Le province bizantine I
Il contributo è tratto da Storia della civiltà europea a cura di Umberto Eco, edizione in 75 ebook
Alle ricche province (Siria ed Egitto, cui si aggiungono i meno prosperi Balcani), che hanno costituito la dote dell’Impero d’Oriente fin dalla sua nascita, le spedizioni intraprese dai generali di Giustiniano aggiungono l’Africa, la Spagna meridionale e l’Italia. Tale espansione si rivela tuttavia estremamente effimera. Gli Slavi presto dilagheranno nei Balcani, e i Longobardi in Italia; l’invasione araba nel VII secolo travolgerà quasi immediatamente Siria ed Egitto, e nel secolo successivo arriverà ad annientare anche l’Africa bizantina.
Per tutta l’epoca protobizantina l’Egitto rimane una delle province più importanti per l’impero, soprattutto dal punto di vista culturale ed economico. È dall’Egitto, infatti, che ogni anno salpa la grande flotta oneraria destinata a trasportare a Costantinopoli il grano necessario al sostentamento della popolazione. Il cristianesimo si diffonde molto presto in Egitto, e dopo la fine delle persecuzioni può espandersi liberamente, anche se questo non impedisce che, soprattutto fra le classi elevate, permangano adepti, più o meno clandestini, dei culti pagani.
La Chiesa, organizzata intorno al patriarcato di Alessandria, sviluppa ben presto una serie di caratteristiche proprie, e in particolare, benché il greco rimanga indubbiamente la lingua ufficiale dell’intera regione, si va affermando tutta una letteratura nell’idioma locale, il copto, erede dell’antico egiziano parlato in epoca faraonica. La maggioranza della popolazione, soprattutto quella di cultura copta, non riconosce le decisioni del concilio di Calcedonia (451) e dà vita a una gerarchia ecclesiastica monofisita rivale di quella ufficiale. Ciò comporta una serie di frizioni sempre più gravi con l’autorità centrale; l’occupazione persiana tra il 618 e il 628/629 lascia inoltre una grande disorganizzazione a livello civile e militare. La disaffezione verso il governo centrale e lo sconquasso seguito alla parentesi persiana potrebbero spiegare la rapidità con la quale la provincia cade nelle mani degli Arabi (640-642), anche se su questo punto è tuttora in corso il dibattito storiografico.

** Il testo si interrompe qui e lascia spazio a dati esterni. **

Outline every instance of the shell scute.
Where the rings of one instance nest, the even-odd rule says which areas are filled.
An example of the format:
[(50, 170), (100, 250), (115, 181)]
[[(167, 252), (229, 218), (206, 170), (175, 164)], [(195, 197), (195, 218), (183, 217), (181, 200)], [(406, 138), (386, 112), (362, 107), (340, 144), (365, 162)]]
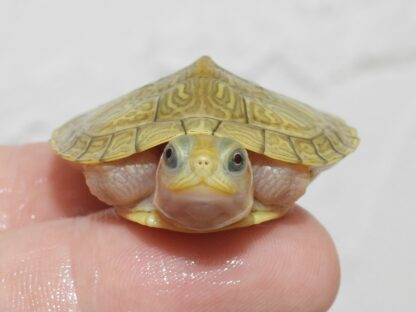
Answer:
[(359, 139), (342, 119), (264, 89), (202, 57), (190, 66), (74, 118), (54, 131), (62, 157), (99, 163), (128, 157), (181, 134), (238, 140), (273, 159), (333, 164)]

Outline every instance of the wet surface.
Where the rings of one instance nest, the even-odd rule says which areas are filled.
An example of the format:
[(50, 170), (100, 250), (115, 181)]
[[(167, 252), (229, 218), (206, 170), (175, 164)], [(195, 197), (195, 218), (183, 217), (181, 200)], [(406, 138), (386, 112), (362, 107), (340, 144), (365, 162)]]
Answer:
[[(136, 268), (132, 270), (144, 277), (144, 286), (157, 289), (157, 294), (177, 291), (177, 288), (192, 285), (235, 286), (241, 283), (241, 276), (235, 274), (244, 265), (238, 257), (223, 260), (207, 267), (198, 260), (164, 254), (136, 254)], [(174, 286), (174, 287), (171, 287)]]
[(60, 246), (9, 258), (0, 266), (0, 290), (8, 311), (75, 311), (78, 303), (69, 253)]

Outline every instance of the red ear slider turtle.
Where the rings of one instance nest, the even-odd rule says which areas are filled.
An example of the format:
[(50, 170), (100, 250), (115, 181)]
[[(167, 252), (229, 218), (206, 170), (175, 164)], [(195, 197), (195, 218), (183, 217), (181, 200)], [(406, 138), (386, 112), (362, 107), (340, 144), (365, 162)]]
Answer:
[(340, 118), (207, 56), (70, 120), (50, 139), (120, 216), (180, 232), (280, 218), (358, 143)]

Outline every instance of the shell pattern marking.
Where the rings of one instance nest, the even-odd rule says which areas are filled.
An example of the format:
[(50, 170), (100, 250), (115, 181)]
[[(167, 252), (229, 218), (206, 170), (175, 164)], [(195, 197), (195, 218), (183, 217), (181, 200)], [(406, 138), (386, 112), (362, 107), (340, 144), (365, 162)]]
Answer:
[(337, 162), (359, 142), (355, 129), (341, 119), (202, 57), (69, 121), (54, 132), (51, 143), (66, 159), (98, 163), (193, 133), (231, 137), (251, 151), (313, 167)]

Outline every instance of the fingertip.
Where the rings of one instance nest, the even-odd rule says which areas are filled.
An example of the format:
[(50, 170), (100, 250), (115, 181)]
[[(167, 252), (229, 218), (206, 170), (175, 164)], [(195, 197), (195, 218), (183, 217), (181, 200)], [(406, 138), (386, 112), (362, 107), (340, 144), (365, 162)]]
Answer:
[[(296, 207), (284, 223), (289, 226), (302, 223), (293, 248), (299, 250), (298, 262), (287, 268), (295, 268), (292, 285), (294, 292), (289, 301), (290, 311), (328, 311), (336, 299), (340, 286), (340, 263), (335, 244), (328, 231), (308, 211)], [(292, 227), (292, 230), (295, 230)], [(297, 299), (297, 300), (296, 300)]]
[(0, 147), (0, 190), (3, 230), (106, 207), (47, 143)]

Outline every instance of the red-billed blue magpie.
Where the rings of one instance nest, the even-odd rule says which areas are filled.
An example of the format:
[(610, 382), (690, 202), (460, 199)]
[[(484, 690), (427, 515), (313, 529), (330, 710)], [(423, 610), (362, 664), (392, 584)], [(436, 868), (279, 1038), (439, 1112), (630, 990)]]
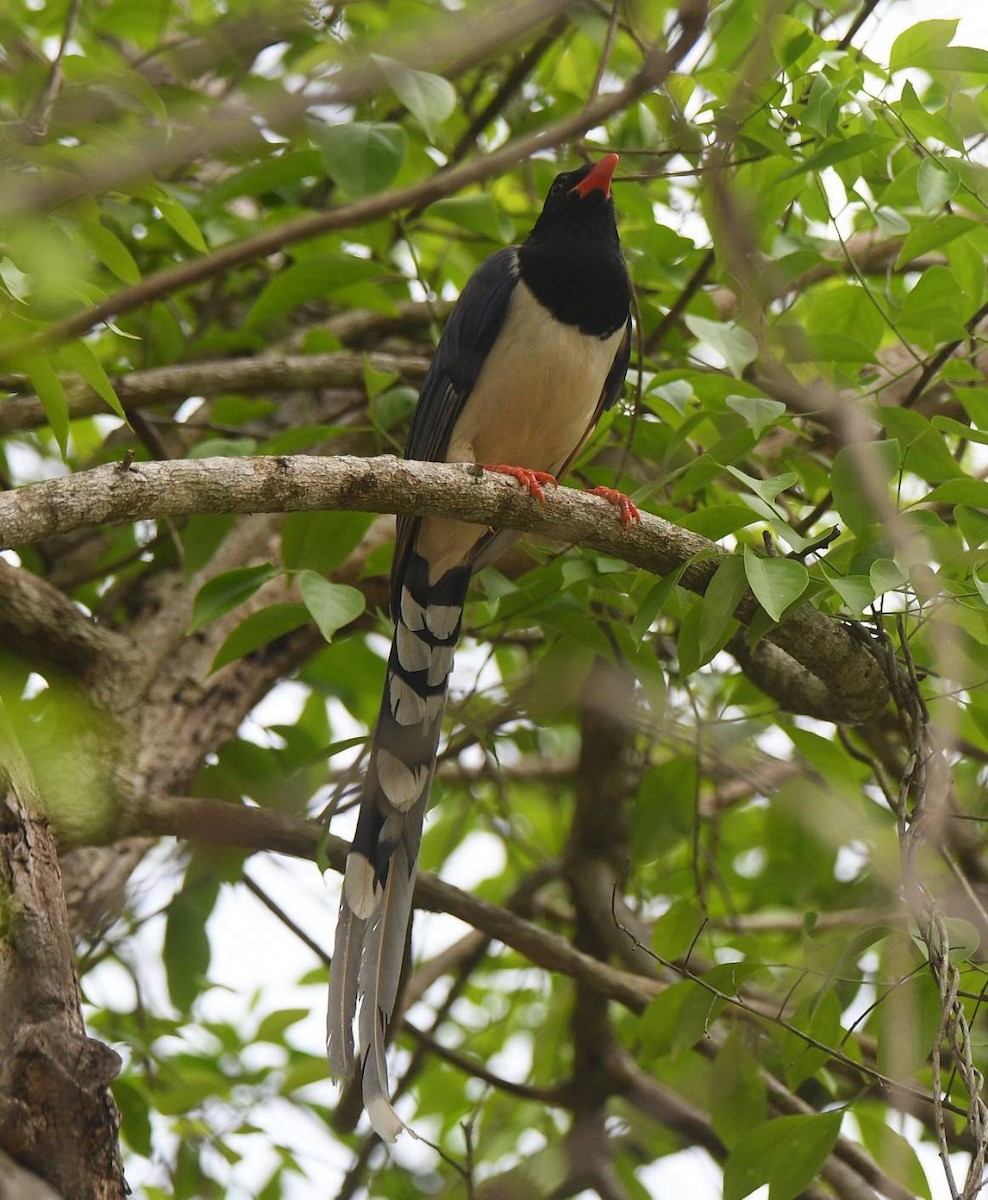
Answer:
[[(422, 385), (406, 458), (488, 466), (536, 497), (573, 461), (620, 394), (631, 351), (631, 284), (611, 198), (616, 164), (608, 154), (557, 175), (525, 241), (471, 276)], [(404, 1125), (389, 1098), (385, 1034), (453, 650), (471, 574), (513, 537), (441, 517), (398, 519), (395, 633), (346, 862), (327, 1037), (333, 1076), (352, 1075), (360, 996), (364, 1106), (387, 1141)]]

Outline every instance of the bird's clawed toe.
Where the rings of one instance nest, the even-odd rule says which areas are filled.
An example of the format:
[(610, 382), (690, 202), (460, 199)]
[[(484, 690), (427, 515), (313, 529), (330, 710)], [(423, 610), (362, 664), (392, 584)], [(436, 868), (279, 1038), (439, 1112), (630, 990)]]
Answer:
[(558, 487), (558, 482), (555, 475), (550, 475), (548, 471), (530, 471), (527, 467), (509, 467), (503, 463), (490, 464), (484, 463), (485, 471), (494, 471), (498, 475), (510, 475), (513, 479), (517, 479), (523, 487), (528, 489), (528, 494), (538, 500), (539, 504), (545, 504), (545, 492), (542, 490), (544, 483), (551, 483), (553, 487)]
[(608, 504), (616, 504), (618, 511), (621, 514), (621, 524), (627, 528), (631, 524), (641, 524), (642, 515), (635, 505), (628, 499), (624, 492), (619, 492), (615, 488), (595, 487), (587, 488), (587, 492), (591, 496), (600, 496), (606, 500)]

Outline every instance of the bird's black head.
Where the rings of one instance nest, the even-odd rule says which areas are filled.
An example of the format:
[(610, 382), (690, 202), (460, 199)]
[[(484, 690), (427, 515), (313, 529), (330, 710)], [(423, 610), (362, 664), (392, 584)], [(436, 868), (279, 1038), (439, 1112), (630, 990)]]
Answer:
[(607, 154), (600, 162), (589, 163), (576, 171), (564, 171), (557, 175), (549, 188), (549, 194), (542, 206), (542, 215), (535, 229), (547, 223), (573, 222), (577, 225), (587, 225), (590, 222), (603, 221), (614, 228), (614, 236), (617, 237), (614, 201), (611, 199), (611, 179), (614, 177), (617, 161), (616, 154)]
[(564, 171), (518, 251), (521, 277), (558, 321), (606, 336), (628, 319), (631, 285), (621, 256), (611, 179), (618, 156)]

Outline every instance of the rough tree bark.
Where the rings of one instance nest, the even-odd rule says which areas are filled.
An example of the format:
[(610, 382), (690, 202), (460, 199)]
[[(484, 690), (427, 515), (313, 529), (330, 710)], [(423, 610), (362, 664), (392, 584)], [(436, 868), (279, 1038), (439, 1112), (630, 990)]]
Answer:
[[(127, 1195), (119, 1067), (86, 1036), (55, 837), (0, 708), (0, 1150), (72, 1200)], [(0, 1194), (44, 1196), (26, 1171)]]

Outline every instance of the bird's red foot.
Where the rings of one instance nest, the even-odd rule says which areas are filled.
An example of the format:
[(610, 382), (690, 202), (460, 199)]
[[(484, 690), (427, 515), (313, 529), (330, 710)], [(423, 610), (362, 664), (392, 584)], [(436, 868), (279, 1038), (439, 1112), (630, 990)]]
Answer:
[(553, 487), (558, 487), (555, 475), (550, 475), (548, 471), (530, 471), (527, 467), (506, 467), (503, 464), (492, 466), (490, 463), (484, 463), (484, 470), (495, 471), (498, 475), (510, 475), (513, 479), (517, 479), (528, 489), (528, 494), (532, 499), (538, 500), (539, 504), (545, 504), (543, 483), (551, 483)]
[(587, 488), (591, 496), (600, 496), (606, 500), (608, 504), (616, 504), (621, 513), (621, 524), (627, 528), (632, 522), (641, 524), (642, 515), (635, 508), (634, 504), (628, 499), (624, 492), (615, 491), (609, 487)]

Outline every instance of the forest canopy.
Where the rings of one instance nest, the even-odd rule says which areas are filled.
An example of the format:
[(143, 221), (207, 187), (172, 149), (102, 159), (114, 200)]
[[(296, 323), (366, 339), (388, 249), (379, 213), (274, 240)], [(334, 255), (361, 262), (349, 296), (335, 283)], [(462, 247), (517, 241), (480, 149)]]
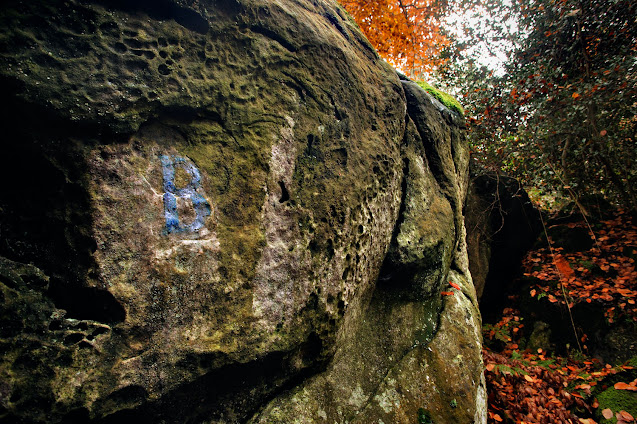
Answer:
[[(637, 208), (637, 2), (342, 3), (382, 57), (459, 98), (475, 170)], [(497, 49), (504, 63), (480, 60)]]

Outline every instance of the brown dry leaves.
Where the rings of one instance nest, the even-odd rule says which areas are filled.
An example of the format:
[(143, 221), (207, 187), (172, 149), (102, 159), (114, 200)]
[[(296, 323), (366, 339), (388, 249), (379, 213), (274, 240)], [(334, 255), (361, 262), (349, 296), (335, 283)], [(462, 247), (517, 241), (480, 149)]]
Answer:
[[(588, 228), (584, 222), (569, 227)], [(595, 230), (595, 240), (585, 252), (566, 254), (559, 248), (554, 255), (548, 248), (531, 252), (524, 260), (524, 275), (542, 280), (531, 296), (545, 295), (551, 302), (568, 301), (571, 306), (600, 302), (606, 305), (610, 323), (619, 316), (637, 321), (637, 226), (629, 214), (619, 211)]]
[[(519, 311), (506, 308), (500, 322), (485, 326), (483, 331), (487, 340), (506, 340), (501, 352), (486, 348), (482, 352), (489, 393), (488, 422), (595, 424), (591, 416), (599, 404), (591, 390), (598, 384), (604, 389), (606, 377), (632, 367), (602, 365), (597, 359), (547, 357), (542, 349), (520, 351), (518, 341), (523, 327)], [(637, 391), (637, 379), (618, 382), (614, 388)], [(583, 411), (583, 416), (572, 409)], [(613, 416), (616, 413), (619, 411), (611, 411)]]
[[(539, 366), (542, 355), (525, 355), (525, 360), (484, 351), (489, 387), (489, 418), (491, 422), (508, 418), (516, 423), (578, 422), (569, 408), (589, 409), (579, 393), (569, 392), (566, 386), (571, 373), (557, 371), (558, 366)], [(543, 358), (543, 359), (540, 359)], [(490, 370), (490, 371), (489, 371)]]

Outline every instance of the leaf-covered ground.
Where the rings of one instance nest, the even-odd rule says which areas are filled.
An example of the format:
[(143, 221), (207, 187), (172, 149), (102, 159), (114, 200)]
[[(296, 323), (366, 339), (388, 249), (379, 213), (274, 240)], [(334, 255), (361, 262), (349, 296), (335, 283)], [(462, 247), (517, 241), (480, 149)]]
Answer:
[[(592, 247), (566, 253), (549, 236), (546, 247), (524, 260), (526, 280), (533, 282), (529, 295), (546, 297), (565, 310), (578, 303), (595, 304), (604, 309), (606, 325), (621, 321), (637, 328), (637, 226), (631, 215), (618, 211), (593, 225), (585, 220), (566, 225), (586, 229)], [(623, 364), (602, 363), (589, 352), (588, 336), (582, 332), (577, 333), (579, 346), (570, 350), (525, 348), (530, 330), (514, 309), (515, 301), (511, 306), (502, 311), (499, 322), (483, 328), (489, 423), (635, 422), (635, 357)]]
[[(637, 227), (632, 217), (619, 211), (609, 220), (591, 227), (586, 221), (569, 228), (589, 230), (593, 247), (584, 252), (563, 253), (549, 247), (530, 252), (524, 261), (525, 275), (539, 279), (531, 296), (548, 296), (551, 302), (573, 306), (599, 302), (607, 306), (609, 322), (627, 315), (637, 322)], [(550, 240), (550, 237), (549, 237)]]

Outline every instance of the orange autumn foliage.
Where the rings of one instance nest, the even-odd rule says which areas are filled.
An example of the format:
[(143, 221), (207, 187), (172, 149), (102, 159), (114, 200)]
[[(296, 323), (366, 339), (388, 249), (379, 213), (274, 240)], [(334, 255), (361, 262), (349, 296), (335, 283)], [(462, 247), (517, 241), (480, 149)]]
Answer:
[(436, 0), (341, 0), (381, 57), (394, 67), (422, 77), (440, 64), (449, 44), (438, 15), (445, 2)]

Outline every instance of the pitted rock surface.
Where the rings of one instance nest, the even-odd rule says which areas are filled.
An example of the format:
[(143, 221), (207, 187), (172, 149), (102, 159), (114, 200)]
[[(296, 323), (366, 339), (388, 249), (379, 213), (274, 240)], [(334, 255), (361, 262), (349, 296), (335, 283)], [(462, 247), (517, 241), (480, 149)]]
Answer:
[(14, 0), (0, 31), (0, 418), (484, 422), (462, 119), (340, 6)]

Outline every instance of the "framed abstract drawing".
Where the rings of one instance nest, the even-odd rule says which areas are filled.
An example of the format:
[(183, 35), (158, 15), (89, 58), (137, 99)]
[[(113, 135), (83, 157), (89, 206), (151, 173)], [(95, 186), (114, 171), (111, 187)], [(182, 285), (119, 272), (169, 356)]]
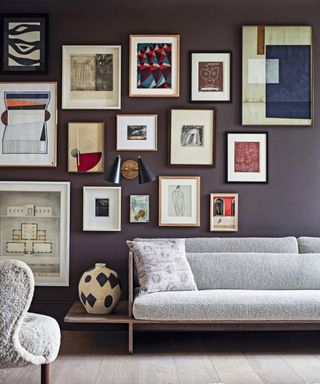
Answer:
[(242, 125), (312, 125), (312, 27), (242, 29)]
[(117, 151), (156, 151), (158, 115), (117, 115)]
[(210, 194), (210, 231), (238, 231), (238, 194)]
[(169, 165), (215, 165), (214, 109), (172, 109)]
[(104, 123), (70, 122), (68, 134), (68, 172), (103, 172)]
[(121, 108), (121, 46), (62, 47), (62, 108)]
[(200, 226), (200, 177), (159, 177), (159, 226)]
[(40, 74), (48, 72), (48, 24), (46, 14), (1, 16), (1, 72)]
[(192, 102), (231, 102), (231, 52), (191, 52)]
[(57, 166), (57, 83), (0, 83), (0, 167)]
[(227, 183), (268, 182), (268, 133), (227, 132)]
[(129, 96), (179, 97), (179, 35), (130, 35)]
[(121, 231), (121, 187), (83, 187), (83, 230)]
[(130, 223), (145, 224), (150, 221), (150, 196), (130, 195)]
[(0, 233), (0, 261), (27, 263), (36, 285), (69, 285), (69, 182), (1, 181)]

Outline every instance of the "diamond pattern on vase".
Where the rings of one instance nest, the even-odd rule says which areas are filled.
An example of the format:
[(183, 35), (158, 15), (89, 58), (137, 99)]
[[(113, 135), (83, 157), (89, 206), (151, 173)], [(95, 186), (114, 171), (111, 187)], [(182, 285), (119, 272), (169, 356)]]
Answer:
[(105, 285), (105, 283), (108, 281), (107, 276), (104, 273), (99, 273), (99, 275), (96, 277), (97, 282), (100, 284), (101, 287)]
[(105, 300), (104, 300), (104, 306), (105, 306), (106, 308), (109, 308), (109, 307), (111, 307), (112, 303), (113, 303), (113, 298), (112, 298), (112, 296), (108, 295), (108, 296), (105, 298)]

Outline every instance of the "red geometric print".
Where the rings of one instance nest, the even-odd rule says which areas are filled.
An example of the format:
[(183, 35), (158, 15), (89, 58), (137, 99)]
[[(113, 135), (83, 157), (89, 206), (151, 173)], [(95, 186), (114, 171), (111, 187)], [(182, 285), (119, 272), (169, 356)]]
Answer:
[(260, 143), (235, 142), (234, 143), (234, 171), (259, 172), (260, 171)]

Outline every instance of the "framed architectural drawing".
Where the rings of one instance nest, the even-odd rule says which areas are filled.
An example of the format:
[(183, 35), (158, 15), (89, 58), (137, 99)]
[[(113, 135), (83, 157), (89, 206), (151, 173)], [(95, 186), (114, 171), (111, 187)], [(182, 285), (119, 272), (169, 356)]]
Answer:
[(244, 26), (242, 39), (242, 124), (312, 125), (312, 28)]
[(83, 187), (83, 230), (121, 231), (121, 187)]
[(227, 183), (268, 182), (268, 133), (227, 132)]
[(57, 83), (0, 83), (0, 166), (57, 166)]
[(149, 223), (150, 196), (130, 195), (130, 223)]
[(179, 97), (179, 35), (130, 35), (129, 96)]
[(1, 16), (1, 72), (48, 72), (48, 15)]
[(215, 110), (172, 109), (169, 164), (215, 165)]
[(103, 172), (104, 123), (70, 122), (68, 130), (68, 171)]
[(156, 151), (158, 115), (117, 115), (117, 151)]
[(62, 108), (121, 108), (121, 46), (62, 47)]
[(210, 231), (238, 231), (238, 194), (210, 194)]
[(200, 177), (159, 177), (159, 226), (200, 226)]
[(0, 182), (0, 260), (18, 259), (37, 285), (69, 285), (69, 182)]
[(191, 52), (192, 102), (231, 102), (231, 52)]

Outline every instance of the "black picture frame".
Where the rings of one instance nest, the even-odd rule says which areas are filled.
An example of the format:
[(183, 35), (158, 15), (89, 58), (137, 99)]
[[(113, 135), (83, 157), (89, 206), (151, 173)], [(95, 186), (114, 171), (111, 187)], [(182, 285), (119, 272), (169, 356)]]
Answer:
[[(27, 29), (23, 23), (39, 22), (38, 29)], [(21, 23), (12, 27), (9, 38), (9, 23)], [(40, 39), (32, 40), (39, 32)], [(27, 36), (29, 34), (29, 36)], [(0, 19), (0, 71), (2, 74), (46, 74), (48, 73), (48, 14), (3, 14)], [(11, 43), (10, 43), (11, 41)], [(31, 57), (39, 49), (39, 60)], [(25, 57), (23, 57), (25, 56)], [(15, 65), (9, 64), (9, 58)], [(39, 62), (39, 65), (37, 65)]]

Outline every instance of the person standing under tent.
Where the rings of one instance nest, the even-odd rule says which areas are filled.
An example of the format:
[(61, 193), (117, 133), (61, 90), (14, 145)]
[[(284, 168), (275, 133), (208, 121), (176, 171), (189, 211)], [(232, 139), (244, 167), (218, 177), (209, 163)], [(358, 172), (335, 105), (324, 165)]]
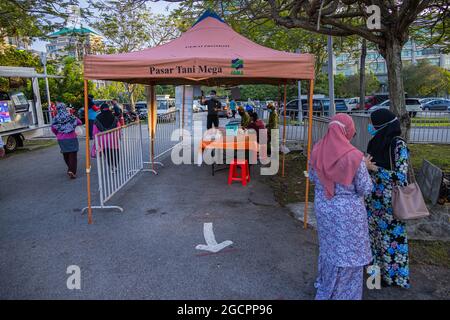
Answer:
[(208, 130), (211, 129), (213, 125), (215, 128), (219, 127), (219, 115), (217, 112), (222, 109), (222, 104), (217, 100), (216, 94), (215, 90), (211, 90), (209, 94), (210, 98), (205, 100), (202, 91), (202, 97), (200, 99), (201, 105), (208, 106), (208, 116), (206, 118), (206, 129)]
[(113, 107), (114, 115), (116, 116), (117, 119), (119, 119), (120, 124), (123, 126), (124, 125), (123, 111), (120, 108), (118, 100), (116, 98), (112, 99), (111, 104)]
[[(100, 106), (100, 114), (94, 122), (93, 135), (94, 137), (100, 132), (119, 128), (120, 122), (112, 113), (109, 105), (103, 103)], [(112, 132), (102, 135), (98, 140), (98, 145), (103, 156), (106, 157), (109, 169), (111, 172), (116, 172), (119, 165), (119, 133)], [(92, 147), (91, 156), (95, 157), (96, 146)]]
[(233, 119), (236, 119), (236, 101), (234, 101), (234, 99), (231, 99), (230, 101), (230, 110), (231, 110), (231, 117)]
[(258, 118), (258, 114), (256, 112), (252, 112), (250, 114), (251, 122), (247, 126), (247, 129), (253, 129), (256, 131), (256, 141), (259, 143), (259, 130), (265, 129), (266, 125), (264, 121)]
[(81, 120), (69, 114), (66, 106), (57, 101), (56, 115), (52, 120), (51, 130), (56, 135), (61, 153), (67, 165), (67, 175), (75, 179), (77, 175), (78, 138), (75, 128), (80, 126)]
[(269, 122), (267, 123), (267, 153), (270, 154), (271, 151), (271, 141), (272, 141), (272, 130), (278, 130), (278, 112), (277, 108), (273, 103), (267, 105), (269, 110)]
[(94, 126), (94, 122), (95, 122), (95, 118), (97, 118), (97, 114), (98, 114), (98, 106), (95, 105), (94, 102), (94, 96), (93, 95), (89, 95), (88, 96), (88, 124), (89, 124), (89, 139), (92, 140), (94, 137), (93, 134), (93, 126)]
[(238, 113), (241, 116), (241, 127), (242, 127), (242, 129), (247, 129), (248, 125), (250, 124), (250, 115), (242, 107), (240, 107), (238, 109)]
[(269, 110), (269, 122), (267, 124), (267, 129), (278, 129), (278, 112), (275, 106), (272, 103), (267, 105), (267, 109)]
[(352, 118), (338, 114), (311, 154), (319, 236), (316, 300), (362, 299), (364, 266), (372, 261), (364, 205), (372, 181), (369, 160), (350, 143), (355, 133)]
[(400, 121), (387, 109), (370, 115), (368, 131), (373, 138), (367, 153), (374, 164), (369, 167), (374, 188), (366, 197), (369, 233), (374, 265), (380, 268), (384, 285), (409, 288), (408, 237), (405, 222), (393, 216), (392, 190), (408, 184), (409, 151), (400, 137)]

Anche la Siria dell’epoca protobizantina risulta caratterizzata da una tendenza centrifuga, che si concretizza nel rifiuto del concilio di Calcedonia, nella diffusione del monofisismo e, insieme, nello sviluppo di un’altra lingua locale, il siriaco, che diviene un importante veicolo di cultura con la nascita di un’influente scuola teologico-filosofica nell’importante città di Edessa. La prosperità della regione viene intaccata (anche se non così profondamente come un tempo si sosteneva) dalla peste del 540-560 e dall’occupazione persiana agli inizi del VII secolo, ma la vita urbana non conosce mai un vero e proprio tracollo, e oggi si ritiene che la fine dell’epoca tardoantica in Siria possa essere collocata intorno al 750, con l’avvento degli Abbasidi. Sotto il califfato omayyade, infatti, che ha come capitale Damasco (preferita all’antico capoluogo e sede patriarcale di Antiochia), sembra esservi stata una sostanziale continuità con il periodo precedente.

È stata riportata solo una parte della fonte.